Não houve palmas. O orador era um conhecido “esquerdista”. Mas um sussurro de mau agouro percorreu as bancadas.
Levantou-se o homem da Comissão Negociadora. Com o seu modo agradável, foi expondo, em tom pausado, as razões da comissão.
Tinham surgido divergências na administração da empresa: os que estavam dispostos a assinar os 20% eram atacados pela linha dura, que só queria dar 16%. Surgira de repente a possibilidade de um acordo. Era pegar ou largar. “Por isso assinámos sem esperar pelo plenário. Aproveitámos as divergências no patronato. Acho que foi a melhor maneira de defender os interesses de todos nós. Fazer mais greves, perder dias, não interessa a ninguém”. Também os aumentos mais escassos para o pessoal indiferenciado tinham a sua explicação. “Foi a única forma de ganhar para a nossa proposta os chefes e os engenheiros, que é quem tem peso lá em cima. Se fôssemos intransigentes, acabávamos por não levar nada”. O plenário terminou sem problemas de maior. Mas o homem da comissão notou que os aplausos ao seu discurso tinham sido os mais frouxos que ouvira em toda a sua carreira.
Nas empresas, alarga-se o espaço à esquerda do PCP. Operários pobres reagem às manigâncias e ao egoísmo dos quadros, que só pensam em abotoar-se e descansar. Nas células do partido, a política do sorriso e do sentimento não chega para encobrir a mentalidade burguesa posto de comando. A prometida radicalização das lutas nunca mais aparece. São muitos os que começam a olhar à sua volta.
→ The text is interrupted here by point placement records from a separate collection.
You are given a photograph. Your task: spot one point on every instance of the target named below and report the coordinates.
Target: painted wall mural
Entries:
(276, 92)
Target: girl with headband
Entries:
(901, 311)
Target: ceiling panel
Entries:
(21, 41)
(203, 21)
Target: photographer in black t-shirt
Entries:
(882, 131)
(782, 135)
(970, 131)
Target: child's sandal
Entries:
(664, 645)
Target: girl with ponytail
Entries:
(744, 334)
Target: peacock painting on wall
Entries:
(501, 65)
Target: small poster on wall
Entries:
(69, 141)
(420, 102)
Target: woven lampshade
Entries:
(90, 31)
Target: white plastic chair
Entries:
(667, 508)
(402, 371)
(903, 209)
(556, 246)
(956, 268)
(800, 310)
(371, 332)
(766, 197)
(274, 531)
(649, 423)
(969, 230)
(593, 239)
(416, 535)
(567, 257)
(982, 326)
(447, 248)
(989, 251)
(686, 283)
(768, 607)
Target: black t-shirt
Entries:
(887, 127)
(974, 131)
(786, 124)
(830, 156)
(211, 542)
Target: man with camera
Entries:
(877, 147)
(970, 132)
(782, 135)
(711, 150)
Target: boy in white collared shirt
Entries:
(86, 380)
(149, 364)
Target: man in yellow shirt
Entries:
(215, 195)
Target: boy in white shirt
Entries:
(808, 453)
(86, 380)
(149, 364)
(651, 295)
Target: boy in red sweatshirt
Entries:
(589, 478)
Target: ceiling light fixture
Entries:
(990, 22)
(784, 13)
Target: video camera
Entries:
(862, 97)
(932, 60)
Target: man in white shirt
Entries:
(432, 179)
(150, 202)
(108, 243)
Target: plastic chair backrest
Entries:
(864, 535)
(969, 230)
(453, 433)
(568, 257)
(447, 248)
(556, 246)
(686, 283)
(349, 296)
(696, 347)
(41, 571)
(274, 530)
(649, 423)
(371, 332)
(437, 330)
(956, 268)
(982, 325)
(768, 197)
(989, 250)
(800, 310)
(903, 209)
E contudo esta nova corrente operária revolucionária que germina está a cair no vazio. Porque há revolucionários que receiam ir ao encontro dos camaradas de trabalho do PCP. ganhá-los para a política de classe que procuram. Porque há na esquerda quem esteja cansado de ser de esquerda.
Será preciso dizer que, se não formos ocupar o espaço vazio, alguém o tomará?